With VOF-weighted gravity in place, the sloshing frequency validation test reported 11.4% error — the simulated oscillation was substantially slower than the analytical prediction. This was the first indication anything was wrong with the physics; nothing before the validation test had signalled a problem. Claude was prepared to accept the number and move on. It took pushing back — pointing out that 11% is far outside the range CFD results are held to — before the cause was investigated.

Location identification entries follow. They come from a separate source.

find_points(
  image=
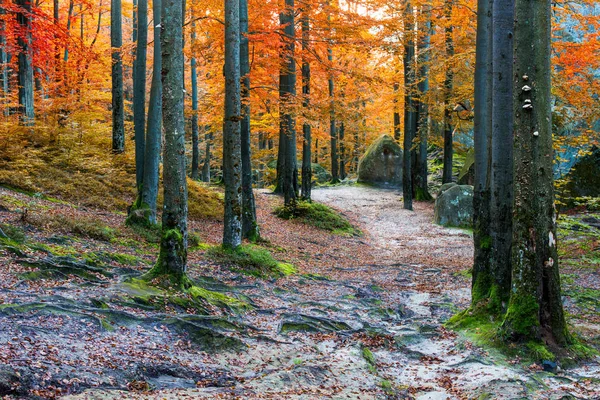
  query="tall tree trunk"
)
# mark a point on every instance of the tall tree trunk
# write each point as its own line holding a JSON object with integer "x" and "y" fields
{"x": 173, "y": 244}
{"x": 306, "y": 128}
{"x": 232, "y": 168}
{"x": 397, "y": 131}
{"x": 535, "y": 310}
{"x": 287, "y": 94}
{"x": 194, "y": 78}
{"x": 483, "y": 284}
{"x": 69, "y": 16}
{"x": 422, "y": 114}
{"x": 249, "y": 224}
{"x": 207, "y": 156}
{"x": 139, "y": 92}
{"x": 335, "y": 176}
{"x": 448, "y": 84}
{"x": 409, "y": 71}
{"x": 25, "y": 63}
{"x": 502, "y": 146}
{"x": 116, "y": 41}
{"x": 342, "y": 152}
{"x": 154, "y": 127}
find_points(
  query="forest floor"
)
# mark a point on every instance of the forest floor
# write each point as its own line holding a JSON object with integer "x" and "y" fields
{"x": 362, "y": 319}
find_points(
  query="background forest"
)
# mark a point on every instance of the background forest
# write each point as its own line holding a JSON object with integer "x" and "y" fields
{"x": 136, "y": 257}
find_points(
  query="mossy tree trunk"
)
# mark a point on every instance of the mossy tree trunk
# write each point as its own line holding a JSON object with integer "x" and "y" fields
{"x": 287, "y": 92}
{"x": 535, "y": 310}
{"x": 249, "y": 224}
{"x": 501, "y": 199}
{"x": 409, "y": 123}
{"x": 306, "y": 128}
{"x": 25, "y": 62}
{"x": 232, "y": 163}
{"x": 173, "y": 244}
{"x": 448, "y": 84}
{"x": 483, "y": 283}
{"x": 118, "y": 112}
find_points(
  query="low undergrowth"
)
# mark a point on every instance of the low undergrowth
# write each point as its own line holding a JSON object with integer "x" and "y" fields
{"x": 252, "y": 260}
{"x": 319, "y": 216}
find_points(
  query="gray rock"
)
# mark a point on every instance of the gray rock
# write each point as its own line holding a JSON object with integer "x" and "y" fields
{"x": 454, "y": 207}
{"x": 382, "y": 163}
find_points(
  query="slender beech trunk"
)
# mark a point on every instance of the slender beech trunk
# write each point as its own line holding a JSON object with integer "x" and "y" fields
{"x": 249, "y": 225}
{"x": 535, "y": 310}
{"x": 306, "y": 128}
{"x": 207, "y": 156}
{"x": 69, "y": 16}
{"x": 154, "y": 127}
{"x": 194, "y": 79}
{"x": 25, "y": 63}
{"x": 287, "y": 94}
{"x": 173, "y": 244}
{"x": 397, "y": 131}
{"x": 335, "y": 176}
{"x": 116, "y": 41}
{"x": 502, "y": 146}
{"x": 342, "y": 152}
{"x": 409, "y": 116}
{"x": 232, "y": 163}
{"x": 448, "y": 84}
{"x": 422, "y": 114}
{"x": 139, "y": 92}
{"x": 483, "y": 283}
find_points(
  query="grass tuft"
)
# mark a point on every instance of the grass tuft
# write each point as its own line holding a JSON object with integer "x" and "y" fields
{"x": 319, "y": 216}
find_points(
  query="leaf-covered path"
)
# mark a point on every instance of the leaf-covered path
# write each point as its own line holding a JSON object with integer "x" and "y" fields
{"x": 363, "y": 319}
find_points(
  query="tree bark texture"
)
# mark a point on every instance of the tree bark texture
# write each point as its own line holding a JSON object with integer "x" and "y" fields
{"x": 535, "y": 310}
{"x": 116, "y": 41}
{"x": 232, "y": 162}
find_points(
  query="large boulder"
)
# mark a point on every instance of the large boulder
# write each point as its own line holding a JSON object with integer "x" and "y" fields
{"x": 382, "y": 163}
{"x": 454, "y": 207}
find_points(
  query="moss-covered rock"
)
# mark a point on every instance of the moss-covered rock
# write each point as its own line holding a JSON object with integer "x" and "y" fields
{"x": 382, "y": 163}
{"x": 454, "y": 207}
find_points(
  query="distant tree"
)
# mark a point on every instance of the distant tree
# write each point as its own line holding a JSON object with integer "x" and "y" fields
{"x": 116, "y": 41}
{"x": 306, "y": 127}
{"x": 535, "y": 309}
{"x": 448, "y": 84}
{"x": 139, "y": 91}
{"x": 287, "y": 94}
{"x": 194, "y": 79}
{"x": 423, "y": 119}
{"x": 409, "y": 114}
{"x": 173, "y": 244}
{"x": 232, "y": 163}
{"x": 25, "y": 63}
{"x": 249, "y": 224}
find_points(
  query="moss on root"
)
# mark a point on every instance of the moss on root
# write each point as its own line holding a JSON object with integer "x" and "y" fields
{"x": 252, "y": 260}
{"x": 319, "y": 216}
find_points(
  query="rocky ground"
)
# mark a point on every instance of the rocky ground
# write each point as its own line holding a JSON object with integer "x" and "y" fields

The mechanism: scaling gravity by the local VOF value (between 0 and 1 at the interface) weakens the effective restoring force at the surface. Since sloshing frequency goes as \sqrt{g_\text{eff}}, even a modest reduction in effective gravity slows the oscillation measurably. Every unit test still passed. Only the physics validation test caught it.

The fix: revert to full-strength gravity, applied based on cell type rather than VOF value. Any velocity face adjacent to at least one FLUID cell gets full gravity. The warm-started pressure solver converges well enough that the spurious currents are manageable without the VOF weighting. After this change, sloshing frequency error dropped to 5.9% and the simulation reached a usable state.


Results

All 20 tests pass:

GridTests ........... Passed  (7 test cases)
SolverTests ......... Passed  (6 test cases)
VofTests ............ Passed  (5 test cases)
PhysicsTests ........ Passed  (2 test cases)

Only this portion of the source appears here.